Thursday, January 27, 2011

Bank Alarm (Condor/Grand National, 1937)

by Mark Gabrish Conlan • Copyright © 2011 by Mark Gabrish Conlan • All rights reserved

The film was Bank Alarm, a 1937 production from Edward L. Alperson’s Condor company, released through Grand National (and bearing the Condor logo at the beginning and the Grand National logo at the end) and posted to archive.org with an advisement that it was about a husband-and-wife team of FBI agents (it isn’t; the co-leads, Conrad Nagel as Alan O’Connor and Eleanor Hunt as Bobbie Reynolds, are both FBI agents, they work together and end up in a romantic clinch at the end, but they’re not playing a married couple) and that it featured many of the same actors as Captain Calamity (which it doesn’t; only one actor, Vince Barnett, is in both, and he’s once again playing a comic-relief character — a hapless newspaper photographer who keeps tripping over his own tripod).

Written by future Universal and PRC horror writer Griffin Jay with David S. Levy, and directed by Louis Gasnier (who’d directed the original The Perils of Pauline in 1914 and kept working into the 1930’s on films like Reefer Madness — yet more evidence that, despite all the wild tales about Reefer Madness’s provenance, it really was a Grand National production), Bank Alarm is about a gang of unscrupulous bank robbers who are being chased by both the his-and-hers FBI agents but also by Los Angeles Police Department inspector J. C. Macy (William Thorne). The gang is headed by Joe Karlotti (Wheeler Oakman), who runs it out of the back room of his fancy nightclub, Club Karlotti (and Grand National, though an independent company, had a big enough production budget that it really looks like a lavish nightclub — and a long enough schedule so that Gasnier could work out some traveling-camera shots across the nightclub floor instead of just sticking his cameras in front of the principals and keeping them rooted to the floor), and he’s just imported a thug from out of town named Jerry Turner (Frank Milan), who shows up at the Club Karlotti posing as an aspiring screenwriter and with Alan O’Connor’s sister Kay (Wilma Francis) as his date.

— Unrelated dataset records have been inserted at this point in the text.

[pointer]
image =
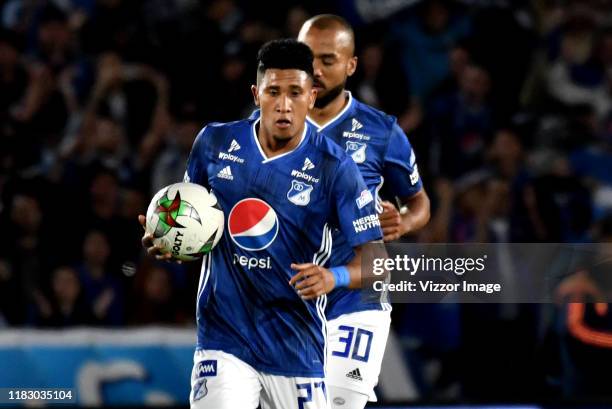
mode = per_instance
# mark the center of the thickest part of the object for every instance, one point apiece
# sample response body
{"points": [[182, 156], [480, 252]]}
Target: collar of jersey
{"points": [[263, 155], [335, 119]]}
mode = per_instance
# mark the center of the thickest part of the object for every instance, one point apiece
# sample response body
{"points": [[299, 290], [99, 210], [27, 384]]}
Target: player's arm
{"points": [[312, 280], [355, 214], [414, 213], [401, 173], [195, 173]]}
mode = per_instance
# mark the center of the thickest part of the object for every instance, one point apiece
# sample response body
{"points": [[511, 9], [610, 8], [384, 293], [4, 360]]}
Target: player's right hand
{"points": [[152, 249]]}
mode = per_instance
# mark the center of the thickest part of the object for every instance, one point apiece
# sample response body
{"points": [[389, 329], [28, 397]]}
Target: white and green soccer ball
{"points": [[185, 220]]}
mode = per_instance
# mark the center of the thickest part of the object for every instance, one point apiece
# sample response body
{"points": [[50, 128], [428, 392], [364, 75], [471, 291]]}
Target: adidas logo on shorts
{"points": [[355, 374]]}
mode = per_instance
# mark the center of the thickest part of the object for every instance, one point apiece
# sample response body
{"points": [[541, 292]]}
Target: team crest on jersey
{"points": [[299, 194], [356, 150]]}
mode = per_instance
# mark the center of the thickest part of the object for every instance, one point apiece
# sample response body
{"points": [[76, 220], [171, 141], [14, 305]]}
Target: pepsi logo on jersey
{"points": [[252, 224]]}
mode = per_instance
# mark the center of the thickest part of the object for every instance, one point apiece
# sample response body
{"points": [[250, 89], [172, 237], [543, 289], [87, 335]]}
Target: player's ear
{"points": [[255, 94], [352, 66], [312, 97]]}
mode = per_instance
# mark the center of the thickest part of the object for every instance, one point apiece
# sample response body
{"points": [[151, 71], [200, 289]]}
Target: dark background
{"points": [[507, 104]]}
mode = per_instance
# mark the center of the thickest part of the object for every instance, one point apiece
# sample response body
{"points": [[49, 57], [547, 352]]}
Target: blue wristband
{"points": [[342, 276]]}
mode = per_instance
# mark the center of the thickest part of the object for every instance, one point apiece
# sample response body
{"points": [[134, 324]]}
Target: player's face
{"points": [[284, 97], [333, 63]]}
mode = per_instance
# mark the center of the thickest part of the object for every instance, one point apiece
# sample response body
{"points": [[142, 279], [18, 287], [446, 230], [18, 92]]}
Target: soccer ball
{"points": [[185, 220]]}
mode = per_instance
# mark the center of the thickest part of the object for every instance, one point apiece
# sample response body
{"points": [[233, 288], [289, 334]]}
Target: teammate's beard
{"points": [[324, 100]]}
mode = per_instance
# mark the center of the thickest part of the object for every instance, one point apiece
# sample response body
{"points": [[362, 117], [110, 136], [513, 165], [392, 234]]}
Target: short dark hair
{"points": [[332, 22], [285, 54]]}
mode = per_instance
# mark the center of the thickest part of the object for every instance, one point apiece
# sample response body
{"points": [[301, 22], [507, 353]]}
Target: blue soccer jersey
{"points": [[383, 154], [278, 211]]}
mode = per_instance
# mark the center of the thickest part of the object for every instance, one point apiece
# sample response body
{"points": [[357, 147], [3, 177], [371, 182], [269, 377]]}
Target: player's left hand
{"points": [[312, 280], [390, 222]]}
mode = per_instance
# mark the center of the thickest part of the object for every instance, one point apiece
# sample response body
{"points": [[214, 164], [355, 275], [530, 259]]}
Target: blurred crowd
{"points": [[508, 105]]}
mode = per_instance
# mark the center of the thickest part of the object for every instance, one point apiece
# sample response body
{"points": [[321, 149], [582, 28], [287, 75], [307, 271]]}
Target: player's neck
{"points": [[272, 146], [323, 115]]}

Naturally, she takes his false identity at face value and has no idea her new boyfriend is really a crook — the sort of preposterous coincidence that has powered all too many movie plots throughout the history of the medium — but there’s some invention as Turner and another one of Karlotti’s gangsters plot a payroll robbery of $40,000 from a Works Progress Administration camp and work out a neat way of doing it: since the money is being held in the post office, which is also the jail being used by the county sheriff of the remote location of the work camp, they disguise themselves as vagrants, get themselves arrested, pick the lock of their cell, steal the money, then let themselves back in the cell, lock it and wait for the sheriff to release them in the morning. (The sheriff nearly discovers the plot when he decides the mattresses in the cell are too lumpy and they should be changed — the crooks are hiding the money inside the mattresses — and it looks for a moment this movie might be heading towards Ocean’s Eleven territory, but the crooks distract him and get away with the dough.)

The title comes from a robbery of the Second National Bank which the crooks pull off with another audacious stunt — they send one of their own into the bank posing as a maintenance person from the company that maintains their burglar alarm, thereby turning the alarm off at the precise time the rest of the gang is going to commit the robbery — and as if that weren’t enough, they are able to crash Macy’s office and kill both the police inspector and Overman (Wilson Benge), a witness (a bank clerk) who noticed that in addition to robbing the Second National they were also using it to launder counterfeit money through Karlotti’s business account. Eventually the gang is traced to a farm on the outskirts of town — the farmer claims to be a victim of the gang but is really part of it — and Turner lures Kay away from her brother and claims to have kidnapped her, threatening to kill her unless the feds stop going after him and the other crooks, but eventually there’s a shoot-out, the good guys live, the bad guys die and Vince Barnett once again trips over his own camera and misses the scoop of Alan and Bobbie kissing. According to the American Film Institute Catalog, this was the fourth and last in a mini-series called Federal Agent with Nagel in the lead, and in some ways it has the air of what the TV series Law and Order would have been like in the 1930’s: some pretty melodramatic plotting (especially in the sweeping reach the gang is described as having) but also a tough, unsparing and unromantic vision of what police work is like — though overall it’s a good movie but also a flat and ordinary one, completely lacking the insouciance of Captain Calamity.